The majority of enterprise cloud spending is on virtual machines (also known as EC2 in AWS), so FinOps practitioners spend more time discussing them. However, a resource optimization exercise should extend to relational database systems (such as AWS RDS or Azure SQL), storage volumes (both in storage space and input-output per second, or IOPS of a service, such as AWS EBS), and containers. In the future, the share of spending will increase for services such as NoSQL databases, event stream processing, auto-scaling, and serverless computing. Even though the cloud providers directly manage those services, you still have to request resources to be provisioned in a database, container, or function. For example, a short-lived AWS Lambda function would waste the same percentage of its memory resources if over-provisioned, as would a virtual machine. Still, they receive attention only when thousands or millions of them are provisioned as application architecture fully transitions. In fact, in AWS Lambda, the CPU allocation is proportional to its amount of allocated memory, so finding the optimal allocation is mathematically more complicated, not less, thereby requiring advanced algorithms.
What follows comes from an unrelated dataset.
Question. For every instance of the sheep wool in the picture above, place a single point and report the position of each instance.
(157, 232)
If you take a peek at how your infrastructure architecture has evolved over the last few months, you’ll notice an increase in the number of containers. The most popular platform for managing containers is Kubernetes, whether hosted by a public cloud provider such as AWS EKS or deployed directly in your own data center. In its June 2020 survey of 1,324 respondents, the Cloud Native Computing Foundation (CNCF) found 83% of surveyed use Kubernetes, up from 58% in 2018. FinOps practitioners can no longer ignore Kubernetes in their resource optimization initiative, given its breakneck adoption pace.
Integrations drive automation which, in turn, increases efficiencies. As you plan a resource optimization exercise, be mindful of collecting the required data and applying recommendations to the infrastructure. You should integrate your resource optimization engine with your existing monitoring tool to collect the necessary data for the capacity usage analysis. This type of data is typically available in monitoring tools such as AWS CloudWatch or Datadog. The other kind of integration required to ensure operational efficiency is with workflow automation tools such as ServiceNow or infrastructure as code tools such as Terraform.
Resource optimization is a delicate balance between cost savings and service performance. The complexity of achieving this balance is not exposed in any aspect of FinOps more than in a resource optimization initiative. The days of using a spreadsheet to track resource usage and plan for capacity needs are long gone due to the risks posed to application stability. Modern cloud resource optimization requires a long list of functionality only available in specialized cross-platform tools that leverage algorithms to automate the analysis process.